Chair of the Executive Board of the Nebraska Legislature
- In office January 7, 1969 – January 5, 1971
- Preceded by: Jerome Warner
- Succeeded by: William F. Swanson

Member of the Nebraska Legislature
- In office January 5, 1965 – April 26, 1972
- Preceded by: Jules Burbach (redistricted)
- Succeeded by: Blair Richendifer
- Constituency: 14th district (1965–1967) 16th district (1967–1972)

Personal details
- Born: October 4, 1906 Oakland, Nebraska
- Died: April 26, 1972 (aged 65) Omaha, Nebraska
- Party: Republican
- Spouse: Mildred Ruth Romberg ​ ​(m. 1935)​
- Children: 3 (Cynthia, Nancy, Jean)
- Education: University of Nebraska
- Occupation: Grain and lumber sales

= Claire Holmquist =

American politician (1906–1972)

Claire Holmquist (October 4, 1906 – April 26, 1972) was a Republican politician from Nebraska who served as a member of the Nebraska Legislature from 1965 until his death in 1972.

==Early life==
Holmquist was born in Oakland, Nebraska, in 1906, and graduated from Oakland High School. He attended the University of Nebraska, graduating in 1928. Holmquist returned to Oakland, where he worked for his family's lumber and grain business. He was elected the president of the Nebraska Lumber Merchants Association in 1956.

In 1958, Holmquist was appointed to the Oakland City Council from the 1st ward by Mayor C. A. Russell, and was confirmed by the council. He was elected to a full term in 1959 and re-elected in 1961. Holmquist was defeated for re-election in 1963, and unsuccessfully ran for mayor in 1964.

==Nebraska Legislature==
In 1964, following redistricting, Holmquist ran for the legislature from the newly created 14th district, which included Burt and Washington counties. In the nonpartisan primary, he ran against former Lyons Mayor Paul Christensen, former Washington County Attorney B. F. Lundy, and farmer Otto Bromm.
 Holmquist narrowly placed first in the primary, winning 27 percent of the vote to Christensen's 26 percent, Lundt's 24 percent, and Bromm's 23 percent. He and Christensen proceeded to the general election, which Holmquist won by a thin margin, defeating Christensen with 52 percent of the vote.

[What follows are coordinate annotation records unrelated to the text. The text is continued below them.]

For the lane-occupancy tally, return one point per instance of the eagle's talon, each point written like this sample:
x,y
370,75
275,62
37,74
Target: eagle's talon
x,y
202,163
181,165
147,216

Holmquist ran for re-election in 1966 in the 16th district, which consisted of Burt, Thurston, and Washington counties. He was challenged by Francis Hanson, a U.S. Army veteran and former justice of the peace. Holmquist placed first in the primary by a wide margin, winning 68 percent of the vote to Hanson's 32 percent. In the general election, Holmquist won re-election in a landslide, defeating Hanson by the same 68–32 percent margin. At the start of the 1969 legislative session, Holmquist was unanimously elected as the Chair of the Executive Board of the Legislative Council.

In 1970, Holmquist ran for re-election to a third term. He was challenged by Leonard Brummer, a restaurant and lounge owner. In the primary election, Holmquist placed first, winning 58 percent of the vote to Brummer's 42 percent, and they proceeded to the general election. Holmquist ultimately defeated Brummer, winning re-election with 57 percent of the vote.

==Death==
On April 26, 1972, Holmquist died after undergoing surgery for a throat tumor.